Howard Kurtz of the Washington Post writes:

John McCain was expecting journalists to start slapping him around, and he hasn't been disappointed.

As he gears up for a likely presidential campaign, the Arizona senator knows that reporters and columnists — whom he jokingly described last year as "my base" — have to prove their independence this time around. Media folks spent so much time riding on McCain's bus and listening to his rolling news conferences in the 2000 campaign that they were often mocked for swooning over the candidate. . . .

The reasons for the chilling of the climate go beyond a desire by journalists to prove they aren't in the senator's pocket.
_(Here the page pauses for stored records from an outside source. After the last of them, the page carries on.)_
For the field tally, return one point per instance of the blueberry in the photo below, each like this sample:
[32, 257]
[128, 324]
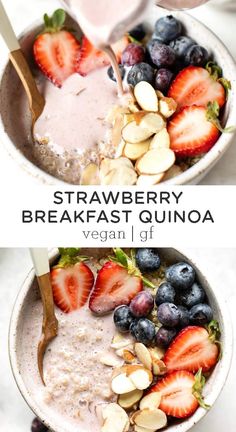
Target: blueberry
[165, 294]
[196, 56]
[163, 79]
[181, 44]
[138, 32]
[168, 28]
[122, 318]
[133, 54]
[142, 304]
[147, 260]
[162, 55]
[110, 72]
[184, 316]
[168, 314]
[180, 275]
[165, 336]
[201, 314]
[192, 296]
[143, 330]
[38, 426]
[140, 72]
[152, 42]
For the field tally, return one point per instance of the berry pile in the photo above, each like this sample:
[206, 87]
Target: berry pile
[180, 302]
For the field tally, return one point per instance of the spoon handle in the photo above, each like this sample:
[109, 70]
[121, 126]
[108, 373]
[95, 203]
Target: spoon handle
[42, 270]
[7, 31]
[36, 100]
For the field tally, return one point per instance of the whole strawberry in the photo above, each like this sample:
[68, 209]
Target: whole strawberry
[56, 50]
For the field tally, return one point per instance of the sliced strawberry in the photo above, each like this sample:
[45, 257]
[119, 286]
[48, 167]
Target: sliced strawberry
[191, 350]
[71, 286]
[120, 46]
[56, 51]
[195, 86]
[91, 58]
[114, 286]
[191, 134]
[177, 399]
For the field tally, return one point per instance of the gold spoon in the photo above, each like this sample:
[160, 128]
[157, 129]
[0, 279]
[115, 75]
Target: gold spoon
[50, 323]
[36, 100]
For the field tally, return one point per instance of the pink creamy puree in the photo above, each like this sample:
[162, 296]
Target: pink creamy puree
[74, 116]
[76, 381]
[180, 4]
[105, 21]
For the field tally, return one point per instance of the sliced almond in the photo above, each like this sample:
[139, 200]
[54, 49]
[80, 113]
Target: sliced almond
[115, 419]
[121, 341]
[155, 161]
[149, 180]
[153, 419]
[158, 366]
[174, 171]
[139, 116]
[114, 111]
[128, 356]
[154, 122]
[133, 133]
[146, 96]
[90, 175]
[135, 151]
[143, 355]
[120, 149]
[108, 164]
[122, 384]
[141, 378]
[128, 400]
[162, 367]
[133, 106]
[167, 106]
[159, 94]
[160, 140]
[120, 176]
[116, 135]
[110, 359]
[157, 352]
[121, 351]
[150, 401]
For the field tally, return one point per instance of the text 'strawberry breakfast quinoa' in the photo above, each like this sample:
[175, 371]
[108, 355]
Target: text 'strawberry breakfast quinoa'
[146, 119]
[137, 340]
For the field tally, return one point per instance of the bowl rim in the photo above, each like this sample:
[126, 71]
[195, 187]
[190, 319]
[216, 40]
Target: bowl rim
[187, 177]
[182, 427]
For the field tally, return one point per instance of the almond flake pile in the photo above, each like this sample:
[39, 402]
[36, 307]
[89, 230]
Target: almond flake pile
[134, 369]
[142, 143]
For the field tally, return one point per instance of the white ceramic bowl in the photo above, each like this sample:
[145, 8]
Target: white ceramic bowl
[204, 37]
[29, 293]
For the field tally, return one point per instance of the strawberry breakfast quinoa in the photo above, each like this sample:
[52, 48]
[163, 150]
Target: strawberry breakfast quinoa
[167, 118]
[137, 340]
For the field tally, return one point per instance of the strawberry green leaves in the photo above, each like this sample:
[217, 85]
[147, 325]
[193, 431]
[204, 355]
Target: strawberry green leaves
[56, 22]
[198, 386]
[212, 115]
[130, 264]
[217, 74]
[69, 257]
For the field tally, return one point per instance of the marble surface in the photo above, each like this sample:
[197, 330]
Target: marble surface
[222, 23]
[217, 264]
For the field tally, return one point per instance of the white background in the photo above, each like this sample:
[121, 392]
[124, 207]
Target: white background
[15, 416]
[215, 198]
[23, 13]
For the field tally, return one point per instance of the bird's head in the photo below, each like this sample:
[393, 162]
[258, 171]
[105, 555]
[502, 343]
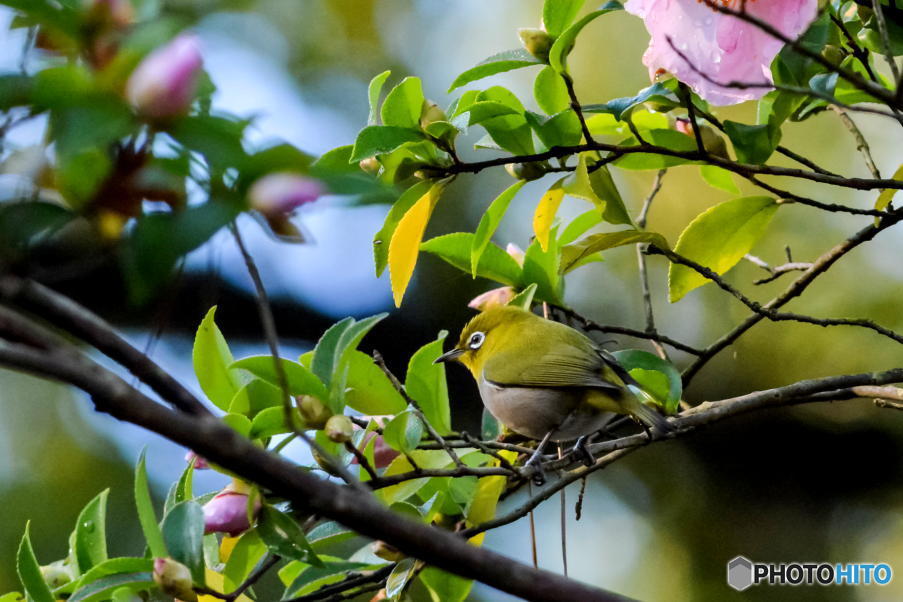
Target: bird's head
[485, 334]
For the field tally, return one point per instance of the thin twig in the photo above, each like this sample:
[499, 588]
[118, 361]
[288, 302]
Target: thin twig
[861, 144]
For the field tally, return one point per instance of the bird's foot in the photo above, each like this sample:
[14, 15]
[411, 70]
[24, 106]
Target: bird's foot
[581, 451]
[535, 461]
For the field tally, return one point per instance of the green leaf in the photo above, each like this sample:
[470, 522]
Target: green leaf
[446, 586]
[489, 223]
[399, 577]
[651, 371]
[752, 143]
[248, 551]
[598, 188]
[657, 93]
[718, 238]
[403, 432]
[524, 299]
[381, 139]
[667, 138]
[29, 571]
[425, 382]
[573, 254]
[369, 389]
[550, 92]
[886, 197]
[284, 537]
[495, 264]
[336, 343]
[719, 178]
[373, 92]
[398, 210]
[146, 515]
[403, 104]
[183, 532]
[269, 422]
[212, 358]
[565, 42]
[103, 588]
[301, 381]
[91, 534]
[558, 14]
[497, 63]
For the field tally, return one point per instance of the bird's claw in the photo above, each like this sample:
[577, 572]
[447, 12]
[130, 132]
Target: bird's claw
[582, 452]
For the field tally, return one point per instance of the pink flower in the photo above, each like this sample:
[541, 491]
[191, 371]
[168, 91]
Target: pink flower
[165, 82]
[721, 46]
[228, 513]
[497, 296]
[278, 194]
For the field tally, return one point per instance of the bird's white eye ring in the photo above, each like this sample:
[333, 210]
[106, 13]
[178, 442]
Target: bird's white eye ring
[476, 339]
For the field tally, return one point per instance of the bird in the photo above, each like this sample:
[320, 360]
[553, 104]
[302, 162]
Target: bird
[546, 380]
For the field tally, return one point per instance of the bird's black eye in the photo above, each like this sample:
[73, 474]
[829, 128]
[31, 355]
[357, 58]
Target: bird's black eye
[476, 339]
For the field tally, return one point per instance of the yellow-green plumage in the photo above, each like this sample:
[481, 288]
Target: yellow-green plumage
[538, 376]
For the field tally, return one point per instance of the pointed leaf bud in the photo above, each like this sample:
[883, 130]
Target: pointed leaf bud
[278, 194]
[164, 84]
[537, 42]
[174, 579]
[313, 411]
[339, 428]
[495, 297]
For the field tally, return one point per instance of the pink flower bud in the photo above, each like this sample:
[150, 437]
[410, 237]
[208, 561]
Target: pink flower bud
[516, 252]
[165, 83]
[199, 462]
[497, 296]
[174, 579]
[278, 194]
[228, 513]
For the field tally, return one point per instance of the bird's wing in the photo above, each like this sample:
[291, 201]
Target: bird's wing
[561, 365]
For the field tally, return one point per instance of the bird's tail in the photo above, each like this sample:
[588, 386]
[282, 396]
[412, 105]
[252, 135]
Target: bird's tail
[646, 414]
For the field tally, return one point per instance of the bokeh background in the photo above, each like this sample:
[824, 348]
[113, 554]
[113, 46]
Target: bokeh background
[820, 483]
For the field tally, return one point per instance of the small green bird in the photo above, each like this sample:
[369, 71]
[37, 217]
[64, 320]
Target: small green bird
[545, 380]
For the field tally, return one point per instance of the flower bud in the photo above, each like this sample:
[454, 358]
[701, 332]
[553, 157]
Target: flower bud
[59, 573]
[227, 512]
[278, 194]
[313, 411]
[339, 428]
[174, 579]
[526, 171]
[165, 83]
[199, 462]
[370, 165]
[431, 113]
[386, 551]
[497, 296]
[516, 252]
[537, 42]
[712, 142]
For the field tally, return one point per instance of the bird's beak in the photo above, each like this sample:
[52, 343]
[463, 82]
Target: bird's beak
[448, 356]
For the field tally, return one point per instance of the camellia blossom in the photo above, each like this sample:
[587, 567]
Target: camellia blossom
[227, 512]
[278, 194]
[718, 48]
[165, 83]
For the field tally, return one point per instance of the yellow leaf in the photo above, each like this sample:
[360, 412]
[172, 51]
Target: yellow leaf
[215, 582]
[545, 213]
[887, 195]
[405, 244]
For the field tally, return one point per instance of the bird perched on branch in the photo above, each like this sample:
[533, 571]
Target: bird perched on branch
[547, 381]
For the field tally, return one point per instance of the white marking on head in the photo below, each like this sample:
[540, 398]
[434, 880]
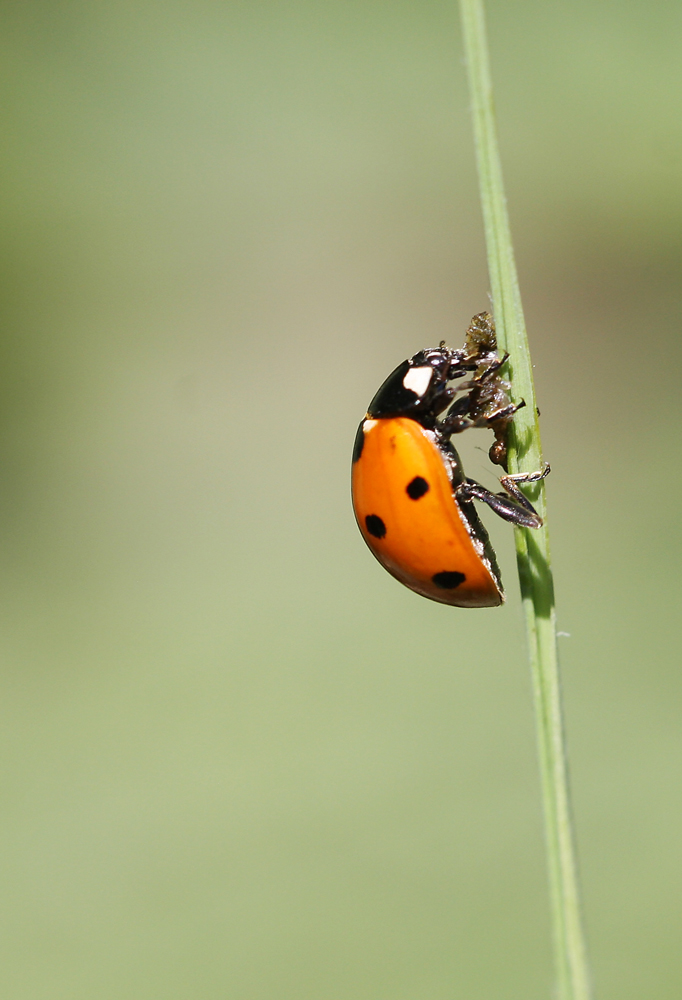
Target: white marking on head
[417, 380]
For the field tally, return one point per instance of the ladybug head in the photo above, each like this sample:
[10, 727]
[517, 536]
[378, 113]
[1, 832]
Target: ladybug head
[418, 388]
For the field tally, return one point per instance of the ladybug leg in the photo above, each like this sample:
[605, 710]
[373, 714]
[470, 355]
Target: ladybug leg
[511, 506]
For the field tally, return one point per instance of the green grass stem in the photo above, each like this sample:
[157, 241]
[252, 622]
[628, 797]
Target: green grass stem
[532, 547]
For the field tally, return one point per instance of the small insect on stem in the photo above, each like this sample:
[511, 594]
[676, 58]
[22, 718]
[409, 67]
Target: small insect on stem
[412, 500]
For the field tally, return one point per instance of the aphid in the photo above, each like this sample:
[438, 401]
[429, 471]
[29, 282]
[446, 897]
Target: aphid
[412, 501]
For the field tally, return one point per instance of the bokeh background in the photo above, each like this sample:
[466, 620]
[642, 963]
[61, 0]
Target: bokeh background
[239, 759]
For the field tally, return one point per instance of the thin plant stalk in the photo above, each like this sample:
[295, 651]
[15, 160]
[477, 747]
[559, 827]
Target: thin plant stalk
[532, 547]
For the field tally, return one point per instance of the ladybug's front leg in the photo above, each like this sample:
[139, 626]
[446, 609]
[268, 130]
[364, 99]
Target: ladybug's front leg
[519, 510]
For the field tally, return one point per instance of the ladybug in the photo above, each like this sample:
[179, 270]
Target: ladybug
[412, 501]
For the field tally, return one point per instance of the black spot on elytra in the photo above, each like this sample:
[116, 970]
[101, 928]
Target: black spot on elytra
[359, 443]
[448, 580]
[417, 488]
[375, 526]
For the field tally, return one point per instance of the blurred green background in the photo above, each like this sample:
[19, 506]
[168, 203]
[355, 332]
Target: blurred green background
[239, 759]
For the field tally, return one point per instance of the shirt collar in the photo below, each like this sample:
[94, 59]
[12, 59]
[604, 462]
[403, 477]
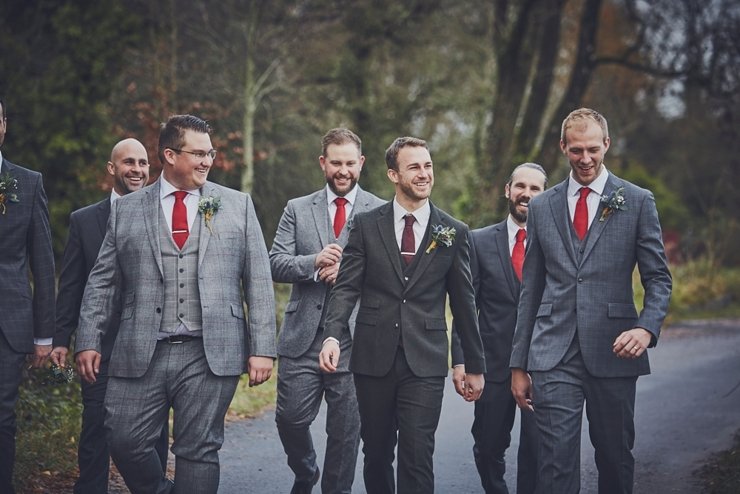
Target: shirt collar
[422, 214]
[351, 195]
[166, 189]
[596, 186]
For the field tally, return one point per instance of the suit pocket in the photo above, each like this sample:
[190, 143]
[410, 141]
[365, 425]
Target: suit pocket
[435, 325]
[237, 311]
[545, 310]
[621, 311]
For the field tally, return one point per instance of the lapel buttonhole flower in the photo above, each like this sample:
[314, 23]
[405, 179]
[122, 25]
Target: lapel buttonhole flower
[441, 235]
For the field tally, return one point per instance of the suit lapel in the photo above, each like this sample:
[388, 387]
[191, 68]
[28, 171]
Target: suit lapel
[387, 234]
[597, 227]
[561, 217]
[501, 237]
[151, 205]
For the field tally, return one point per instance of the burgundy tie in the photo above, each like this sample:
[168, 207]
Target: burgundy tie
[407, 239]
[517, 254]
[180, 219]
[340, 216]
[580, 219]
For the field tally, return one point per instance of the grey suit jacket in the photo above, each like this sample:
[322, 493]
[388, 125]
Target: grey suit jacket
[304, 230]
[25, 242]
[594, 296]
[393, 304]
[496, 298]
[231, 259]
[86, 234]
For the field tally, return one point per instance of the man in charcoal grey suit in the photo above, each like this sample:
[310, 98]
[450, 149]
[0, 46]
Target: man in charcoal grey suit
[405, 258]
[496, 256]
[179, 252]
[129, 167]
[26, 314]
[578, 333]
[307, 252]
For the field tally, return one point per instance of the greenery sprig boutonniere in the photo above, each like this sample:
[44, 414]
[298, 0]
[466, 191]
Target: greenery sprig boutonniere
[613, 202]
[441, 235]
[8, 186]
[208, 206]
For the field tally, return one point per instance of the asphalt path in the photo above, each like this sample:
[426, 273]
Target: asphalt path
[688, 408]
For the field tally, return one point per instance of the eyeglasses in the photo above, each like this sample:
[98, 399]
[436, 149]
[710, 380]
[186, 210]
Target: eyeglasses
[198, 154]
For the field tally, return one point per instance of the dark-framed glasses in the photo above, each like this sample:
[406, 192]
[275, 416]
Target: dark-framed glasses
[198, 154]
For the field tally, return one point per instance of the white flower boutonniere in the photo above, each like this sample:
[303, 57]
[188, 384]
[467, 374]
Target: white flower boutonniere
[8, 186]
[613, 202]
[208, 206]
[441, 235]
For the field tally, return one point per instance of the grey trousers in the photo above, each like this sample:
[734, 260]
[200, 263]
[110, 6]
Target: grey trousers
[136, 409]
[301, 386]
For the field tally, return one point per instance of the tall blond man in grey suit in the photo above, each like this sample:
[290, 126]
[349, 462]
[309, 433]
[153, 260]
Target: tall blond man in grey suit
[307, 252]
[184, 255]
[578, 333]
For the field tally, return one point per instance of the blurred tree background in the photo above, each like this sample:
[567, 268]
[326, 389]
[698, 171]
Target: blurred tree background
[487, 83]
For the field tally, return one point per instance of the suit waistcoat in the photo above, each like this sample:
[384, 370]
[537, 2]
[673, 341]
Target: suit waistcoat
[181, 293]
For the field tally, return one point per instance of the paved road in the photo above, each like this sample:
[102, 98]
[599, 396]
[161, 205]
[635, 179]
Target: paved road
[688, 408]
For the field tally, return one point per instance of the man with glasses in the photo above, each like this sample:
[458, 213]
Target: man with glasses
[185, 255]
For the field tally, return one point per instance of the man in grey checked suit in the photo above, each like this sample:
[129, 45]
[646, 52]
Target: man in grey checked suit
[497, 287]
[404, 260]
[578, 332]
[26, 314]
[307, 253]
[183, 339]
[129, 167]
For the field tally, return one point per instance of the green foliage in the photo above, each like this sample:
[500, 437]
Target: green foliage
[49, 419]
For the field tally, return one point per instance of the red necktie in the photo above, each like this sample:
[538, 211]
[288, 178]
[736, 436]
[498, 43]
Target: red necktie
[180, 219]
[408, 240]
[517, 255]
[340, 216]
[580, 219]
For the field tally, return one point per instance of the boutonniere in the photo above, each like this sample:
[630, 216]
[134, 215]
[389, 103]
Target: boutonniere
[441, 235]
[613, 202]
[8, 186]
[208, 206]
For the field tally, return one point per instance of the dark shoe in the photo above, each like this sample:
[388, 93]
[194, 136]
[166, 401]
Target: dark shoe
[305, 487]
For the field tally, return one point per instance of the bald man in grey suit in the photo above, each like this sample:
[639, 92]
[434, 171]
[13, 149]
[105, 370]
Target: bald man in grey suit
[307, 252]
[184, 338]
[578, 332]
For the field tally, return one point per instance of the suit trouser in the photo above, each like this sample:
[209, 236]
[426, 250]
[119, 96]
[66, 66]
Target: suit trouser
[558, 397]
[494, 419]
[399, 408]
[93, 457]
[178, 377]
[11, 370]
[300, 388]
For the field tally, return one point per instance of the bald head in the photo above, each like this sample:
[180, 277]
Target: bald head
[129, 166]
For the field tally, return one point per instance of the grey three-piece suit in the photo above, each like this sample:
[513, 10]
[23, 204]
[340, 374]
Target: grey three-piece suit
[305, 228]
[576, 300]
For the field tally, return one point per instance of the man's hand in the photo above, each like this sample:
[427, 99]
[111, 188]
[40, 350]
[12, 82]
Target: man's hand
[521, 388]
[473, 388]
[88, 365]
[458, 379]
[40, 355]
[260, 369]
[329, 255]
[59, 356]
[632, 343]
[329, 356]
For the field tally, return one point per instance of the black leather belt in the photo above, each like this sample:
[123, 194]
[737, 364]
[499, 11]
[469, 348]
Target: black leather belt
[179, 338]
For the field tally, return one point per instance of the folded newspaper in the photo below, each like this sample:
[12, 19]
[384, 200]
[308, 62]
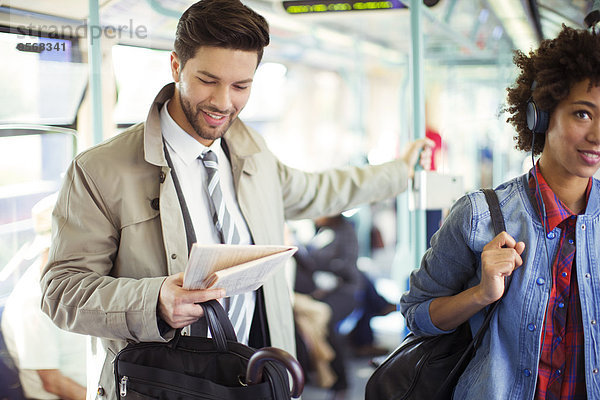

The press has a weakness for mavericks, and McCain is running as more of a regular Republican this time, embracing President Bush on most issues, making amends with the religious right, and voting to make permanent the tax cuts he once derided as excessive.

"When loving McCain was a way of expressing a negative opinion about the Republican Party, they were all for him," says Mike Murphy, a top McCain adviser in 2000. "Now that McCain is a strong potential candidate, some fickle liberal hearts are not fluttering as much."

McCain's apparent flip-flops are fair game, of course, but some of the liberal sniping at the senator seems based on ideology. McCain has always been a conservative, antiabortion, pro-military Republican who took more moderate positions on a few key issues. Now he is suddenly being outed as . . . a conservative Republican. . . .

Why are liberals suddenly more exercised about McCain? In 2000, he was a colorful underdog running against the party establishment's candidate. He was funny, told great stories, admitted mistakes and enjoyed dining with reporters. He was endlessly available for television interviews. He championed what seemed like a quixotic crusade for campaign finance reform. He was a certified war hero as a former prisoner at the Hanoi Hilton. He was unfairly slimed in the South Carolina primary. And, in the view of the press, he had little chance of winning.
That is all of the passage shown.